🌻9🌻

505 20 3
                                    


~ Rozdział pisany z perspektywy Yoongiego ~

Wyrzucony z sali mojego ukochanego przez niego samego błąkałem się po szpitalu niczym bezdomny pies, który nie miał gdzie się podziać. Bez celu wszedłem więc do łazienki, aby obmyć twarz, na której pojawiły się pojedyńcze łzy. Moje serce dawało znać o sobie i o swoich zranionych uczuciach.

Kochałem Jimina, ale im bardziej go kochałem tym bardziej bałem się, że go stracę, że zrobi sobie krzywdę. Żałuję swoich wcześniejszych czynów czy nawet słów, Zadałem temu chłopakowi tyle bólu przyczyniając się do jego krzywdy, to tak jakby ktoś bał się utracić swojego pieska, więc zawiązał go na łańcuch i przestał go karmić. Nasza miłość musiała się zakończyć, nasza miłość musiała zniknąć, Jiminie musiał o mnie zapomnieć dla swojego dobra.
Kiedy tak rozmyślałem zapatrzony w swoje odbicie usłyszałem dobrze mi znany szloch.

- Jiminie? ~ Zapytałem, choć dobrze wiedziałem, że to on. Podszedłem szybko do kabiny, w której go słyszałem i delikatnie zapukałem.
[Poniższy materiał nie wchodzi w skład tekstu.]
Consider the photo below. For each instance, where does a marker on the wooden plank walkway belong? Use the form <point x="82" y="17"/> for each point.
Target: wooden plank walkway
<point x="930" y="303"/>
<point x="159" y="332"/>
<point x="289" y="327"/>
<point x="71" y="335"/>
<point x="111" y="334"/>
- Idź stąd. ~ Powiedział zapłakany. Wiedziałem, że chłopak w tym momencie robi sobie krzywdę, dlatego musiałem zapanować nad swoim słowami i nad sobą samym.

- Jiminie wyjdź do mnie proszę. ~ Uważałem na słowa. Czułem się w tym momencie niczym saper każdy nie ostrożny ruch, a ja już na zawsze mógłby go stracić.

- Po co skoro i tak mnie nie kochasz? ~ Zapytał, a ja musiałem to jak najlepiej rozegrać. Moimi jedynymi wrogami teraz był mój umysł i czas, który działał na moją niekorzyść.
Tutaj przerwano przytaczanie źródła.